Por Bruno Stankevicius Bassi e Tonsk Fialho

Agrogolpistas: relatório inédito consolida 142 nomes de empresários do agronegócio que apoiaram tentativa de golpe

Nos dois anos que se seguiram ao 8 de janeiro, a Justiça brasileira responsabilizou criminalmente 898 réus.

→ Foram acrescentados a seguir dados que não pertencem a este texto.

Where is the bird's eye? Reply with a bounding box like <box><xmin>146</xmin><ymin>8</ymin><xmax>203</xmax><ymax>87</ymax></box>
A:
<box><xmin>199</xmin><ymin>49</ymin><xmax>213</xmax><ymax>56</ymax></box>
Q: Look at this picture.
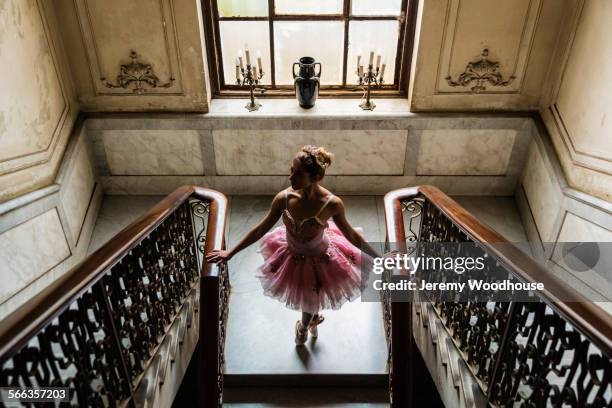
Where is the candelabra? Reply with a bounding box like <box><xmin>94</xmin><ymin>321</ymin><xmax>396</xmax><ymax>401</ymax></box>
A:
<box><xmin>236</xmin><ymin>46</ymin><xmax>263</xmax><ymax>112</ymax></box>
<box><xmin>355</xmin><ymin>51</ymin><xmax>387</xmax><ymax>110</ymax></box>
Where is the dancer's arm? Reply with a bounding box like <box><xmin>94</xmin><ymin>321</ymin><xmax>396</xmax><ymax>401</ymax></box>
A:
<box><xmin>206</xmin><ymin>191</ymin><xmax>285</xmax><ymax>263</ymax></box>
<box><xmin>332</xmin><ymin>196</ymin><xmax>381</xmax><ymax>258</ymax></box>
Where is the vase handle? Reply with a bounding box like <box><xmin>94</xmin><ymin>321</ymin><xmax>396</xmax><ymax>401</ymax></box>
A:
<box><xmin>291</xmin><ymin>62</ymin><xmax>300</xmax><ymax>79</ymax></box>
<box><xmin>314</xmin><ymin>62</ymin><xmax>321</xmax><ymax>78</ymax></box>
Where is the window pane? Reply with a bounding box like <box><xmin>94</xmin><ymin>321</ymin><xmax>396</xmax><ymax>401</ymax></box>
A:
<box><xmin>274</xmin><ymin>21</ymin><xmax>346</xmax><ymax>85</ymax></box>
<box><xmin>351</xmin><ymin>0</ymin><xmax>402</xmax><ymax>16</ymax></box>
<box><xmin>346</xmin><ymin>20</ymin><xmax>399</xmax><ymax>85</ymax></box>
<box><xmin>274</xmin><ymin>0</ymin><xmax>343</xmax><ymax>14</ymax></box>
<box><xmin>219</xmin><ymin>21</ymin><xmax>271</xmax><ymax>85</ymax></box>
<box><xmin>217</xmin><ymin>0</ymin><xmax>268</xmax><ymax>17</ymax></box>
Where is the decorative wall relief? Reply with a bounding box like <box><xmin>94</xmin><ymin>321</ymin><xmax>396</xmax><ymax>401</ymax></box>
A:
<box><xmin>445</xmin><ymin>48</ymin><xmax>516</xmax><ymax>93</ymax></box>
<box><xmin>100</xmin><ymin>51</ymin><xmax>175</xmax><ymax>94</ymax></box>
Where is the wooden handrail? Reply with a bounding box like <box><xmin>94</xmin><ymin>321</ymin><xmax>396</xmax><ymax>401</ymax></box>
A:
<box><xmin>384</xmin><ymin>185</ymin><xmax>612</xmax><ymax>355</ymax></box>
<box><xmin>0</xmin><ymin>186</ymin><xmax>227</xmax><ymax>357</ymax></box>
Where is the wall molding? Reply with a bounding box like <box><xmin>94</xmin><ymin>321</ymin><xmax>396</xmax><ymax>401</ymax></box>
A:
<box><xmin>434</xmin><ymin>0</ymin><xmax>542</xmax><ymax>95</ymax></box>
<box><xmin>73</xmin><ymin>0</ymin><xmax>185</xmax><ymax>96</ymax></box>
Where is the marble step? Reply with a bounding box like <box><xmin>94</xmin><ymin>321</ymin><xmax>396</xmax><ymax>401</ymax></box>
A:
<box><xmin>223</xmin><ymin>387</ymin><xmax>389</xmax><ymax>408</ymax></box>
<box><xmin>223</xmin><ymin>373</ymin><xmax>389</xmax><ymax>389</ymax></box>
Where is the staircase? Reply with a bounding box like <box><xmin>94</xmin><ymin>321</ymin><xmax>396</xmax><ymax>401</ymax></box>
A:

Desse total, 527 foram condenados após prisão em flagrante dentro de prédios públicos e na Praça dos Três Poderes ou nos acampamentos ilegais em frente dos quartéis do Exército.

À exceção dos oito militares presos no curso das operações Contragolpe e Tempus Veritatis, os golpistas do 8 de janeiro são, em sua maioria, “peixes pequenos”. No rol de condenados nota-se a ausência de empresários que ajudaram a financiar não somente os acampamentos e os bloqueios rodoviários, mas também a conspiração golpista dos generais.

A falta de responsabilização de fazendeiros e donos de empresas agropecuárias que forneceram apoio logístico e financeiro ao golpe é um dos pontos centrais do relatório “Agrogolpistas“, lançado ontem (25) pelo De Olho nos Ruralistas. O estudo identificou 142 nomes ligados ao agronegócio entre os indiciados em comissões parlamentares de inquérito ou na Operação Lesa Pátria, da Polícia Federal, e os investigados por órgãos estaduais, pelas polícias civil e militar e pelos Ministérios Públicos estaduais.

Uma evidência dessa impunidade vem do relatório da CPMI do 8 de Janeiro, do Senado, que destacou o papel central dos caminhões estacionados no Quartel General (QG) do Exército, em Brasília. Os veículos serviam de palanque, auxiliavam no trânsito de mantimentos e simbolizavam a força do movimento, que ameaçava “parar o Brasil”.

Esses empresários da logística são também fazendeiros, um dado crucial que passou ao largo de boa parte das análises publicadas à época. Eles respondem por 91 das 142 entradas na lista: 64% dos nomes consolidados neste relatório. Quantos deles foram responsabilizados criminalmente por esse motivo? A resposta devastadora é: nenhum.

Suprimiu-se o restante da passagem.